Die Worte lagen ihm auf der Zunge. Und das ängstigte ihn halb zu Tode. Er hatte niemanden, wollte niemanden, brauchte niemanden.
Über die Kopfhörer kam eine Nachricht herein – vom Flugturm in Carolina, wo er zum Auftanken und für einen schnellen Lunch zwischenlanden wollte.
Grazie Cristo für Unterbrechungen im richtigen Moment!

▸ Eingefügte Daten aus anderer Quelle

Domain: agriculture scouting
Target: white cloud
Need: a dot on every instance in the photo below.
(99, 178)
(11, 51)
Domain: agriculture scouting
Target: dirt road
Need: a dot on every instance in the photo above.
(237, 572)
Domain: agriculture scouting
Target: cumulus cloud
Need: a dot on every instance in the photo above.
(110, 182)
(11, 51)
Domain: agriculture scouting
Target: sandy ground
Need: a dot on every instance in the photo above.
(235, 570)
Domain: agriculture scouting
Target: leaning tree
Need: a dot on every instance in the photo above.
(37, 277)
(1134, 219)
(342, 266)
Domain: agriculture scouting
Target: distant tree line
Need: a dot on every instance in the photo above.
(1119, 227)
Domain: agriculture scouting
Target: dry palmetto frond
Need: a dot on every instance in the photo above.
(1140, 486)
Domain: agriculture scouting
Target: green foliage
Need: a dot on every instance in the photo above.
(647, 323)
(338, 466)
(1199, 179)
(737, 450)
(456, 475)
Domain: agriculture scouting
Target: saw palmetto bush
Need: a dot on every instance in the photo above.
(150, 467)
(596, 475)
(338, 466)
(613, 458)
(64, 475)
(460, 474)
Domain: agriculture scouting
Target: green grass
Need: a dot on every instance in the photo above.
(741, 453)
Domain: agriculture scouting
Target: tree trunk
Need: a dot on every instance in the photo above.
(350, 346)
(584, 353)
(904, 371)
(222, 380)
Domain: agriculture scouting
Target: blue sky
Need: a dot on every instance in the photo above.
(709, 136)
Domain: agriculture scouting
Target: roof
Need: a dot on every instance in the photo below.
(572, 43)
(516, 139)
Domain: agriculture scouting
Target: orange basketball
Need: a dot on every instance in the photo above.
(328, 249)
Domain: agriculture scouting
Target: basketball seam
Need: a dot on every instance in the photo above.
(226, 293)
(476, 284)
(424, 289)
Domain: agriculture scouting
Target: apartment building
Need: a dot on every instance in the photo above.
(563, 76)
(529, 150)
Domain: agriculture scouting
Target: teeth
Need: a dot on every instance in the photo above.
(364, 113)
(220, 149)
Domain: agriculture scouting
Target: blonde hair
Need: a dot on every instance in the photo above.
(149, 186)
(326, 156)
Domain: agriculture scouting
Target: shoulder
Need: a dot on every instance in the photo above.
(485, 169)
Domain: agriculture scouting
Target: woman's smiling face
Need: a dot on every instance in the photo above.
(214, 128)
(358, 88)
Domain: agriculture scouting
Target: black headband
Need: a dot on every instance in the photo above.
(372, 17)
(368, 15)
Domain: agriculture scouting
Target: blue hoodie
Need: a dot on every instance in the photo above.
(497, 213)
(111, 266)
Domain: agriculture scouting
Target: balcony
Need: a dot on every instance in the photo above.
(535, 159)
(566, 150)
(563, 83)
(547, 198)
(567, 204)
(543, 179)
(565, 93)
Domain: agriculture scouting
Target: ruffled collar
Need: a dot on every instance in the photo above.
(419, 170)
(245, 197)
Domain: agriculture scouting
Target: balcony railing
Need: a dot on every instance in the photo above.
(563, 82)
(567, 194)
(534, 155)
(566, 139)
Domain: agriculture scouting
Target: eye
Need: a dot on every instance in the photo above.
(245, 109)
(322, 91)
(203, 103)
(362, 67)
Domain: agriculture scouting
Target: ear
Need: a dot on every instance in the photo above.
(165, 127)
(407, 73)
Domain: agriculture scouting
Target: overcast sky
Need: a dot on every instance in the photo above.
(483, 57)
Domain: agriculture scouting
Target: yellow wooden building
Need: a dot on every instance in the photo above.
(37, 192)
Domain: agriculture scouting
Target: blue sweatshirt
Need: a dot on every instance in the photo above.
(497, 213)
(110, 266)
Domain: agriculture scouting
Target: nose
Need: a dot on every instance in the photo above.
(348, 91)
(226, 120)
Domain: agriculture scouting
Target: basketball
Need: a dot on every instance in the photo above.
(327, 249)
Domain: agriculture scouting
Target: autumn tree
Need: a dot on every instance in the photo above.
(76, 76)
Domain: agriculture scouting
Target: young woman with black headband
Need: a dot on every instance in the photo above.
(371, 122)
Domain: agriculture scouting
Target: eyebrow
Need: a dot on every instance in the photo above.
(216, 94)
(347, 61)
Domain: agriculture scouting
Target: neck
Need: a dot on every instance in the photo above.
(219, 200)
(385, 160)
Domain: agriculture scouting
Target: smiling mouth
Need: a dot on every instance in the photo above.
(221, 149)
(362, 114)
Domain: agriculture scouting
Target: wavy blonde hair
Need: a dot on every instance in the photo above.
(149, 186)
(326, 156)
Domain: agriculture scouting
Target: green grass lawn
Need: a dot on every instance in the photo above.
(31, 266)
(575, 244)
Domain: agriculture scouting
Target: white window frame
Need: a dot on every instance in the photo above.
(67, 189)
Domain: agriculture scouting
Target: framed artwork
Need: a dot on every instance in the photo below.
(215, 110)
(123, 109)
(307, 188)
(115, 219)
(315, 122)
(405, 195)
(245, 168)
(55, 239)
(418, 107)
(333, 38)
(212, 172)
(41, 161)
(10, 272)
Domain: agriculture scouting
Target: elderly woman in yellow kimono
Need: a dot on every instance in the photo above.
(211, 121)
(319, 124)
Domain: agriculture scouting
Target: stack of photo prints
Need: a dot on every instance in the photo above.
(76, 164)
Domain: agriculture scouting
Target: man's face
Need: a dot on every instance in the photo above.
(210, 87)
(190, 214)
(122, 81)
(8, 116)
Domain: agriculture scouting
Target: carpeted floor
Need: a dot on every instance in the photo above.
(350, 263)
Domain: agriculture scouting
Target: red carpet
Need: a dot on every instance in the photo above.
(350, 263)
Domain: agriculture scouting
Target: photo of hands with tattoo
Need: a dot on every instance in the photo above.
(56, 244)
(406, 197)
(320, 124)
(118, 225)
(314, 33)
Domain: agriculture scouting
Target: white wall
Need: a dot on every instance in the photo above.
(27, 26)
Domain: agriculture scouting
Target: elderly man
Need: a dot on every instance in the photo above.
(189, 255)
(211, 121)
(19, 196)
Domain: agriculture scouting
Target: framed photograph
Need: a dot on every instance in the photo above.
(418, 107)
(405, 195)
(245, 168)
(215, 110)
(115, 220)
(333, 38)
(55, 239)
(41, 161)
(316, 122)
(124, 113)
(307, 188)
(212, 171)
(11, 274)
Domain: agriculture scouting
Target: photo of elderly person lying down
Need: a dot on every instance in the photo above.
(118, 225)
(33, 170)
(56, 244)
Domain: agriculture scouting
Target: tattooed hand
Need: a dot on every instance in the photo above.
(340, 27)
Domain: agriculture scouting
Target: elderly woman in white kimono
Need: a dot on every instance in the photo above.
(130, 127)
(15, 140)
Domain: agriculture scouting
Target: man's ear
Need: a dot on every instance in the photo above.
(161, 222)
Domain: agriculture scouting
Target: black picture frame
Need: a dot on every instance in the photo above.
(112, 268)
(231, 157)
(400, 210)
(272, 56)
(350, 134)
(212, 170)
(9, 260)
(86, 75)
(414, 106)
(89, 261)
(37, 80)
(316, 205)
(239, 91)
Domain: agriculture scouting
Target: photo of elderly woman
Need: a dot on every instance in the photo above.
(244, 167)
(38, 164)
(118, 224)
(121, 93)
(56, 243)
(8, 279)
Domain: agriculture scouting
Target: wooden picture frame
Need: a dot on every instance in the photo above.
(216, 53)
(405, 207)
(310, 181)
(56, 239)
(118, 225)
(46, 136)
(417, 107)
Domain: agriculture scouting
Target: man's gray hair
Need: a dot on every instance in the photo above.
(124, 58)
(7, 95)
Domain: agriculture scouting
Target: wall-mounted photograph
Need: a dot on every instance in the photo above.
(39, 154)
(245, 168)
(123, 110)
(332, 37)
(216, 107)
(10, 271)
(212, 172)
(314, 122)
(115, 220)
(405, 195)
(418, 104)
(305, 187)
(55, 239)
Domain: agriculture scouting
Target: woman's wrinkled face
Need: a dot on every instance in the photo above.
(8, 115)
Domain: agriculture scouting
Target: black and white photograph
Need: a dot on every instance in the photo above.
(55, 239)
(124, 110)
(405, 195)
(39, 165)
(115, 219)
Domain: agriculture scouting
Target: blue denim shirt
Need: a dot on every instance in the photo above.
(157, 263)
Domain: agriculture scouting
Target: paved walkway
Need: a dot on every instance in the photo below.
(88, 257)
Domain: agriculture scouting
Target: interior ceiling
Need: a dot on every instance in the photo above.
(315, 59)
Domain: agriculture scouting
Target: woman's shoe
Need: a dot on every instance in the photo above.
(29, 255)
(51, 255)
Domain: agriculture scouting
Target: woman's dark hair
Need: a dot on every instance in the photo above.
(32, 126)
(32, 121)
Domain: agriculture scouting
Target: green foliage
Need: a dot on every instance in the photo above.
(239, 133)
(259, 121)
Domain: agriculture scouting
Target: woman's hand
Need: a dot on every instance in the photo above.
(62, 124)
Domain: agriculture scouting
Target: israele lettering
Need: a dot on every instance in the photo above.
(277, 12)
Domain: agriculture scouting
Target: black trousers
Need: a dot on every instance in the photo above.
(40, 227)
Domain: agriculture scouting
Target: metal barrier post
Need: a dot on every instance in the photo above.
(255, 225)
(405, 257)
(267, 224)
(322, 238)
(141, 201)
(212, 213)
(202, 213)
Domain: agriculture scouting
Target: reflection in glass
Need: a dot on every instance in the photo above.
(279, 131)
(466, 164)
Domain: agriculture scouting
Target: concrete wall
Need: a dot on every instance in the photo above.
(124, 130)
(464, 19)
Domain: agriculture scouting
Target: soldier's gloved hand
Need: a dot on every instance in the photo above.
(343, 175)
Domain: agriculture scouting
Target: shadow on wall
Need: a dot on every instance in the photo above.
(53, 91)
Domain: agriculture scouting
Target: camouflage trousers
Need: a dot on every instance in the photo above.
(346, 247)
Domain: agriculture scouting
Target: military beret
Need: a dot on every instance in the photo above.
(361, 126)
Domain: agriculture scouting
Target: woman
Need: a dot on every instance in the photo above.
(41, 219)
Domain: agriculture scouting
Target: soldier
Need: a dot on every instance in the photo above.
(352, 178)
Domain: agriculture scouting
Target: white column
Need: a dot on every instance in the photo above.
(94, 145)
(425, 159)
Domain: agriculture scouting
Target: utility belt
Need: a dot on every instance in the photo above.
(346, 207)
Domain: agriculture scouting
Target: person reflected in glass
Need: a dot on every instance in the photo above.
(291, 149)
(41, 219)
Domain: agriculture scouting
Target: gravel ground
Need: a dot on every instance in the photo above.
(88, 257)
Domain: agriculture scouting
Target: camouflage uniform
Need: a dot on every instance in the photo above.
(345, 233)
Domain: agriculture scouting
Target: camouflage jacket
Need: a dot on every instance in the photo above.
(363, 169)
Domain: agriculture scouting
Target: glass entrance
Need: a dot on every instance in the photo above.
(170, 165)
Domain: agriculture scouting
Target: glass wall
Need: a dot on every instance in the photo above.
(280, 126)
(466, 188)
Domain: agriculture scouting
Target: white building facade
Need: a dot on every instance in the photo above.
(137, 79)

Sobald sie wieder in der Luft waren, achtete Rio bewusst darauf, die Konversation nicht in gefährliche Bahnen zu lenken. Also fragte er Isabella, wie sie zum Gärtnern gekommen war.
Eigentlich eine schlichte Frage. Doch sie zeichnete daraus ein Bild von sich als kleinem Mädchen, das in einem riesigen Haus aufgewachsen war, mit einem Vater, den sie erst abgöttisch geliebt und dann zu verabscheuen gelernt hatte.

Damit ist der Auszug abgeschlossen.